En aquel preciso instante, bajaba el solicitado edil por las amplias
escaleras de lujoso mármol con todo su cortejo de concejales.
Inmediatamente, la pequeña de trenzas rubias y mochila roja salió
pitando para interponerse en el recorrido del consejo del
ayuntamiento con su alcalde a la cabeza.
- Yo sé lo que le falta a la ciudad, señor alcalde - dijo con infantil
autoridad ante el asombro de todos aquellos mayores trajeados y
encorbatados.
El alcalde no pudo contener su asombro ante el minúsculo obstáculo
de trenzas rubias y mochila roja que acababa de interponerse en su
camino. Se paró y con inusitada ternura y confianza alzó a la
pequeña en brazos y le preguntó en bajito.
- Cuéntame tu secreto. - susurró.
- La ciudad no tiene centro. - respondió con el mismo tono.

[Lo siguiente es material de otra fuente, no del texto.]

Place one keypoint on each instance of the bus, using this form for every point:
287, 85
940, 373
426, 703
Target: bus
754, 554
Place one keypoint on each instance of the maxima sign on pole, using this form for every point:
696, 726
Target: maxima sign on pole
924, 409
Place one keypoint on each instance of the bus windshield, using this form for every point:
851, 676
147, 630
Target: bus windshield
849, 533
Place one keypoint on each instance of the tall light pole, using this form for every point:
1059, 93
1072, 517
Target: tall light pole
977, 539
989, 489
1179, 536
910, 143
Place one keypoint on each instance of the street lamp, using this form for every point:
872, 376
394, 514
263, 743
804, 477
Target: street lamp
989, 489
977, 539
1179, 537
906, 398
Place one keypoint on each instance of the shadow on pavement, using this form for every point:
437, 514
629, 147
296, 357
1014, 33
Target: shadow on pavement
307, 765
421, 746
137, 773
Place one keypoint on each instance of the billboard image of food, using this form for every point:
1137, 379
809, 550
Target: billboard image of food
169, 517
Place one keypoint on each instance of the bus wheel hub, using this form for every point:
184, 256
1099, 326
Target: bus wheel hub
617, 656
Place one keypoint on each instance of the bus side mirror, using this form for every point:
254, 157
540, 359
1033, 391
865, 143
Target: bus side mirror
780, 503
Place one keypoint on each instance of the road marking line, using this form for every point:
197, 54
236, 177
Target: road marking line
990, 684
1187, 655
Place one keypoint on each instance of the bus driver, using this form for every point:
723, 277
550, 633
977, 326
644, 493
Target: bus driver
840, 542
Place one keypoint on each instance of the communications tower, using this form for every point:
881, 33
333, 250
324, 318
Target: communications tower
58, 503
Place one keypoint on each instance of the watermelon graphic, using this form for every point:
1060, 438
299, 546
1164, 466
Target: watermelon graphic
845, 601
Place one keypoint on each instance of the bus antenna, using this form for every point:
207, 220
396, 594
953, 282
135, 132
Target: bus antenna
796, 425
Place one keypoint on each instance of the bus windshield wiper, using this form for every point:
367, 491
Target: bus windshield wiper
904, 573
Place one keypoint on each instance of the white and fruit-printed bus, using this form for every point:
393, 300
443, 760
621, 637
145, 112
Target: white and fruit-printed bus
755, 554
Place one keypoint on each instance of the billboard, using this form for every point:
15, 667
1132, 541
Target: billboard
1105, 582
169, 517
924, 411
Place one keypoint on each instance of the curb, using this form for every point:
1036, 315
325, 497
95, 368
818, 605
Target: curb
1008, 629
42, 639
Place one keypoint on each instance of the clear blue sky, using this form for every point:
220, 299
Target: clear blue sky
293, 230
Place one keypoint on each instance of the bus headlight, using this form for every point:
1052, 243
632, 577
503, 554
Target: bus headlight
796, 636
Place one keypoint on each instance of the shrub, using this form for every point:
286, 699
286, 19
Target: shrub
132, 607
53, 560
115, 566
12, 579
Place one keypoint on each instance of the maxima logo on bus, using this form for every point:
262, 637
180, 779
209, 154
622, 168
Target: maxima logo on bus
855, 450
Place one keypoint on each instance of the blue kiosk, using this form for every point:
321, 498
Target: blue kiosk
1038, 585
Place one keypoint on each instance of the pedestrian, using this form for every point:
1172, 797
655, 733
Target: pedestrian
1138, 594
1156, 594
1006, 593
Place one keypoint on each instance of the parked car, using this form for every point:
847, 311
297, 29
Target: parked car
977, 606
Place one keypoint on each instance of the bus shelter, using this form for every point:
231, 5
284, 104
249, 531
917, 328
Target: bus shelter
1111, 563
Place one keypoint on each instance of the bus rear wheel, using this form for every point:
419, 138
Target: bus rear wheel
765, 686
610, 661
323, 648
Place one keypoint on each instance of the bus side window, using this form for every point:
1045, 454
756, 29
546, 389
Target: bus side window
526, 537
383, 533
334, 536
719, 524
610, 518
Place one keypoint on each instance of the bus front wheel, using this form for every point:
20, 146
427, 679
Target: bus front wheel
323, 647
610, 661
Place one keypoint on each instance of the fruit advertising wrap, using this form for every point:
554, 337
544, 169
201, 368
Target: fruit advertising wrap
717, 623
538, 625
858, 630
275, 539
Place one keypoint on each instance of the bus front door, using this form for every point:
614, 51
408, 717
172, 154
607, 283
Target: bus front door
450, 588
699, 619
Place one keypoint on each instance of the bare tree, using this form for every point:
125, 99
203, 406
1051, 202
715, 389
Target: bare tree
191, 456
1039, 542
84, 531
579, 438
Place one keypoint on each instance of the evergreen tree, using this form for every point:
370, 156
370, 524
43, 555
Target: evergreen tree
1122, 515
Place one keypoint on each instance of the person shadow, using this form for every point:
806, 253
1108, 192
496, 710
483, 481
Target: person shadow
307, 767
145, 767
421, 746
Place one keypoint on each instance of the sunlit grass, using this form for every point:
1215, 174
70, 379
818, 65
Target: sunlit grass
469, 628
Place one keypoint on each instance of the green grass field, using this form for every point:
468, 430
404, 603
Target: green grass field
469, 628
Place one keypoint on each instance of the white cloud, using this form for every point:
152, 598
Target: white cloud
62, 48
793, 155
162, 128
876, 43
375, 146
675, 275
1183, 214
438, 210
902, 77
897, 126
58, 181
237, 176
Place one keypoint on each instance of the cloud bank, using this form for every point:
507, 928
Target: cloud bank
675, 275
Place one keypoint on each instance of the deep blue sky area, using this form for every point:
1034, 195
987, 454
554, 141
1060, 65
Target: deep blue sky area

- ¿Cómo que la ciudad no tiene centro? Se puede calcular
geométricamente el centro de la ciudad.
- Sí, pero la ciudad no tiene centro. - insistió la niña.
Entonces, el alcalde, un hombre que había llegado donde había
llegado por su aguda perspicacia, entendió lo que la pequeña le
estaba diciendo. Efectivamente, la ciudad no tenía centro, porque
tampoco tenía historia. Todas las demás ciudades podían no tener los
maravillosos servicios que su ciudad disfrutaba, pero todas tenían
una raíz, un centro, del que manaba la identidad de la ciudad. En el
fondo, de lo que se trataba era de que la ciudad era homogénea, de
tal modo que cualquier barrio era idéntico al siguiente, con el mismo
tipo de casas, de calles, de farolas, de centros escolares y sanitarios.
Todo era absolutamente igual y la cuadrícula de calles constreñía la
ciudad en un angosto corsé racional. Por otro lado, todo se renovaba
con tanta rapidez y tan simultáneamente por toda la ciudad, que no
quedaba rastro de ninguna historia, de ninguna memoria.
Efectivamente, la pequeña muchachita de trenzas rubias y mochila
roja tenía razón, con esa razón inocente e indefensa que todos hemos
4. disfrutado alguna vez, con esa razón tan convincente: la ciudad no
tenía centro.
Todos estos pensamientos pasaron por la mente del alcalde más
rápidamente que un fogonazo, pero con una claridad tal que le
dejaron boquiabierto. Fue entonces cuando la estrechó entre sus
brazos y sólo pudo pronunciar suavemente: gracias.